July 4, 2023

Enhance your knowledge management with Org Mode and ChatGPT

I am dedicated to tracking every research project, every reading list, agendas and every set of tasks and life goals in plain text that can be searched, indexed and archived flexibly. For me, the way to do that is to leverage Org Mode.

Integration with generative AI such as ChatGPT has been missing from that work flow so far.

The canonical package?

I started sporadically hacking on my own package with the idea of capturing collaborative conversations with LLMs and evolving those into knowledge base articles, projects, and literate programming. Fortunately, I discovered @karthink's gptel package and quickly realized that he has far surpassed what I had started.

This post is all about going through geeky features and details. I'll follow it up in another post with the "why" and "how"!

I'll start with my most valued features in this package, then give some ideas about using gptel for various workflows.

Features

Features, roughly in descending order of importance (YMMV)

Radical dedication to plain text

This means true plain text with no special out-of-band metadata.

The idea is you can open and edit any text in Emacs, and simply send a region to an AI model from any buffer.

You can use the response to start a chat, or simply add or modify text in your document. You can open a saved file from a previous chat session, then invoke gptel-mode - which will determine the context and allow you to pick up the conversation where you left off.

Community

Very active GitHub and a thoughtful and responsive developer

Somewhat structured, not structured? It's all good

Utilize Org Mode buffers, Markdown mode or other-mode buffers if you prefer

Hooks and filters

Massage responses from the AI to give whatever structure you prefer

Even though you can keep everything in plain text-mode, you have the option to use Org Mode which gives all the advantages of executable source code, export to many formats, task assignment and more. Markdown is another option, any coding mode based on prog-mode is another!

LLMs are very adept at producing Markdown code, somewhat less perfect with Org Mode. So I prompt the model for output in Markdown, then allow gptel to transform that to Org Mode. The included dependency-free Emacs Lisp function to do that is really basic, so I wrote my own function that calls Pandoc on the response.

Secure hassle-free API key handling

It makes me crazy(er) to see all the code in coding tutorials that expect people to place API tokens and other credentials in text in the code. Less experienced developers and even experienced developers can accidentally push those credentials to public repositories.

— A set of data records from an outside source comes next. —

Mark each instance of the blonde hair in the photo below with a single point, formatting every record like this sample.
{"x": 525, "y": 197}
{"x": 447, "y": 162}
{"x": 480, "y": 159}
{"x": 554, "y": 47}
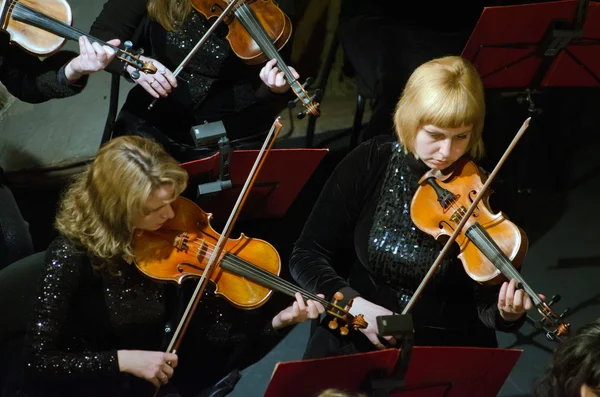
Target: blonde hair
{"x": 169, "y": 13}
{"x": 447, "y": 93}
{"x": 97, "y": 210}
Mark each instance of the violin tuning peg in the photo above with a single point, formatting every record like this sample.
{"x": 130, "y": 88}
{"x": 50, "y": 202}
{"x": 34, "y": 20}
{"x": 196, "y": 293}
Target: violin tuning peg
{"x": 338, "y": 296}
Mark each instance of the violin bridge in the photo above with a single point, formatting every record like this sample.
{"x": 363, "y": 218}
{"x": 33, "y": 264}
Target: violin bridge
{"x": 458, "y": 215}
{"x": 181, "y": 241}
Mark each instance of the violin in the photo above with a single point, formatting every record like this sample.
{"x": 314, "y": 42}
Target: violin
{"x": 246, "y": 273}
{"x": 258, "y": 29}
{"x": 492, "y": 248}
{"x": 41, "y": 27}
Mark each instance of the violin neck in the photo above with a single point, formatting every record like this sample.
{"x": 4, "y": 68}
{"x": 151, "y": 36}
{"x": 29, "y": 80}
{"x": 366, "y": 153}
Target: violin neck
{"x": 243, "y": 268}
{"x": 482, "y": 240}
{"x": 28, "y": 15}
{"x": 246, "y": 17}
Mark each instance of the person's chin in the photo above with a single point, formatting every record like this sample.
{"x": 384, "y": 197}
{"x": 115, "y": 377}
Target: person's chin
{"x": 438, "y": 165}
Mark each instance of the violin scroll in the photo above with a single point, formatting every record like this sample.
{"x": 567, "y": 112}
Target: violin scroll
{"x": 343, "y": 315}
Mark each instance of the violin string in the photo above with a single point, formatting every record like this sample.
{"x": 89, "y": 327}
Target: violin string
{"x": 265, "y": 275}
{"x": 260, "y": 272}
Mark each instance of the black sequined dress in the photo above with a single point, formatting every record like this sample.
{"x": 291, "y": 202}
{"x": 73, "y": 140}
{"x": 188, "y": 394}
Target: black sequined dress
{"x": 215, "y": 85}
{"x": 360, "y": 239}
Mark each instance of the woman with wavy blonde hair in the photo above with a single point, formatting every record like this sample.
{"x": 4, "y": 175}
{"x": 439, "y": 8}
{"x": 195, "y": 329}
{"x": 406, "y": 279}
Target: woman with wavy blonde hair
{"x": 214, "y": 86}
{"x": 98, "y": 323}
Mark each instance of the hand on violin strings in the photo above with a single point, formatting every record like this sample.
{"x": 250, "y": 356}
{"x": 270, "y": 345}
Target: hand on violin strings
{"x": 92, "y": 58}
{"x": 155, "y": 367}
{"x": 371, "y": 311}
{"x": 274, "y": 79}
{"x": 158, "y": 84}
{"x": 298, "y": 312}
{"x": 513, "y": 302}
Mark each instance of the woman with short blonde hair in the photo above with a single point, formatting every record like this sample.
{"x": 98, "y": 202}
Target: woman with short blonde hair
{"x": 446, "y": 92}
{"x": 360, "y": 238}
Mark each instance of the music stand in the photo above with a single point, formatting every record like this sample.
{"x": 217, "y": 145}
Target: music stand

The Emacs auth-source package - a built-in feature for secure credential management - is an option with gptel, which makes the key storage secure (it can be encrypted) and places it outside any directory likely to be checked into GitHub!

Easy access to your favorite prompts as "directives"

Use customize, you can maintain a group of keyed system prompts, and change them on the fly in a chat session using the transient-mode interface

Transient interface

This is the parameter selection UI that Magit uses - it's nice to have this, especially since when you want to tweak one setting such as token limit, you may want to also change temperature, model and other things as well

That said, I'm not the biggest fan of Transient as a general-purpose UX. For switching system prompts (directives) for example, I prefer using completing-read, so I simply added a function to do just that

Streaming support

While it can be nice to see the text streaming as you do in the ChatGPT Web UI, this is not something I'm using at the moment due to my need to massage the response: transating to org-mode, adding headings and indenting the outline structure in a post-response hook.

Choice of APIs and API parameters - aspirational

The idea for the future is to support more than OpenAI's models.

Recap

In short, for me this package is the holy grail (I refuse to capitalize that). It's only for text-base generative AI, only for OpenAI APIs for now, but it takes the right approach for flexibility and a pure, dependcy-free approach.

My next article will be about using Org Mode and the Denote package for managing knowledge capture, research projects, knowledge base articles, reading lists, tasks and scheduling. I'll share the code for making it fit my workflow, in hopes of inspiring yours.